Model First, AI Second: The F1RE Approach

Model First, AI Second: The F1RE Approach

⏱️ 13 minute read

Background

At F1RE, we specialize in model-driven software engineering (MDE). For organizations using this in their daily operations, the benefits are clear. To those new to this field, model-driven engineering may seem like a specialized approach. But, MDE has demonstrated its value through successful implementations across industries, from automotive to aerospace. Consider how the ESA successfully moved from documents to models.

In this article, we share our perspective on why MDE becomes even more crucial in the age of AI - not as a competitor to AI, but as a foundation that can help organizations get the most value from AI while maintaining control and reliability.

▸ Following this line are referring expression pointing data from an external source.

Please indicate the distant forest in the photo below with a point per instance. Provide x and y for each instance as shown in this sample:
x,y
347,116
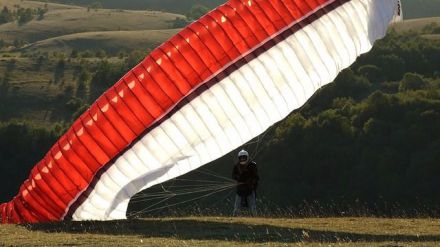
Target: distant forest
x,y
411,8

The Gen-AI Hype: A View from Both Sides

Here’s the elephant in the room - Building specialized MDE tools would be a hard sell today considering the generative AI hype. "Why don’t you just dump the domain knowledge in the form of some documents and ask ChatGPT to create what you need" would not be a surprising rebuttal. Everyone’s rushing to "throw AI at it" these days for a fast result. At F1RE we don’t think this is smart. This creates more problems than it solves and you would lose control over what is being done with what.

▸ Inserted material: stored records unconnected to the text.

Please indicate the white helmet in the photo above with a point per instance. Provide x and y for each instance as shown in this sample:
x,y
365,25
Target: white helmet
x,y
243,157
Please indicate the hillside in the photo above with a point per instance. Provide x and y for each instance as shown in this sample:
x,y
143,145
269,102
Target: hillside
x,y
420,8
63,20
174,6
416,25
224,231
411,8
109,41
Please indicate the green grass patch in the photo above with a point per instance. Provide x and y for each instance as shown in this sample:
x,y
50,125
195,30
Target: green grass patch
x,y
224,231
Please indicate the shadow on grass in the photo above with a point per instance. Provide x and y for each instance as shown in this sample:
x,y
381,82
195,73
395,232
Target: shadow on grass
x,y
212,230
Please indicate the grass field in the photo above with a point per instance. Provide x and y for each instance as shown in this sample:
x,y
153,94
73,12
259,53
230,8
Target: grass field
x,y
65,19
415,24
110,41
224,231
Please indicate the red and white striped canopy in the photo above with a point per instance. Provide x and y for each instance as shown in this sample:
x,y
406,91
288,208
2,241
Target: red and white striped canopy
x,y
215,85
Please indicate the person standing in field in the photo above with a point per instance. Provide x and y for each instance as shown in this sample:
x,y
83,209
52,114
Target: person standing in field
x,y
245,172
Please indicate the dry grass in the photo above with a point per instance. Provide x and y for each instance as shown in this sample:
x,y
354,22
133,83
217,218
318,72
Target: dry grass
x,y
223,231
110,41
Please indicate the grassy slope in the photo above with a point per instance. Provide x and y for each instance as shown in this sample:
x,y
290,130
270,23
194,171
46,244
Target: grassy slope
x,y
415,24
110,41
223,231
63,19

Having worked at the intersection of model-driven engineering and AI across both industry and academia, I’ve seen how these two approaches interact in practice. In industry, I’ve worked with domain-specific languages for safety-critical systems and most recently led projects developing AI-enabled medical chatbots. Meanwhile, in academia, I co-authored a recent study published in ACL 2024 that looked at how these AI models actually understand code, and the findings were eye-opening. Despite their seemingly impressive outputs, these models don’t really grasp the meaningful connections in code - they just recognize patterns between similar-looking pieces. It’s like someone who can complete sentences in a conversation by pattern matching, without actually understanding how the different parts of the sentence relate to each other. Even more surprisingly, we found that making these AI models bigger (even up to billions of parameters) actually made them worse at capturing these important relationships, not better.

I saw these same limitations play out with the medical chatbots. Despite promising initial results, we struggled to make the system’s answers consistently reliable, even with sophisticated retrieval techniques. Our experience matches what we’re seeing across the industry - developers using AI assistants are seeing 40% more bugs, and Gartner’s survey of 5,728 customers revealed that "while customer service leaders are eager to adopt AI, 64% of customers remain concerned about such an adoption."

These concerns extend far beyond individual experiences. In safety-critical systems, even small inconsistencies in AI outputs can have serious implications. The challenge isn’t just about fixing bugs - it’s about guaranteeing reliable behavior in situations where mistakes could be costly (like affecting patient safety). This widespread experience across the industry shows why we need a more disciplined approach to AI integration, especially in domains where reliability matters.

The challenge with current AI approaches

The fundamental issue isn’t just about bugs or customer concerns - it’s about four critical properties that any business-critical system must have: determinism, reliability, verifiability, and explainability. In the following subsections, we’ll examine each of these properties in detail, comparing how traditional systems and generative AI solutions measure up against them. For each property, we’ll provide clear definitions and concrete examples that illustrate why simply 'adding AI' to existing processes often creates more problems than it solves:

1. Determinism

A property that guarantees that a system always produces the same output for the same input.

Traditional System Generative AI

A banking transaction with specific inputs always follows the same processing path

The same prompt about transaction processing might yield different responses each time

Flight control software responds identically to given conditions

Asking about flight parameters could generate varying suggestions

2. Reliability

The ability to consistently perform according to specifications without failure.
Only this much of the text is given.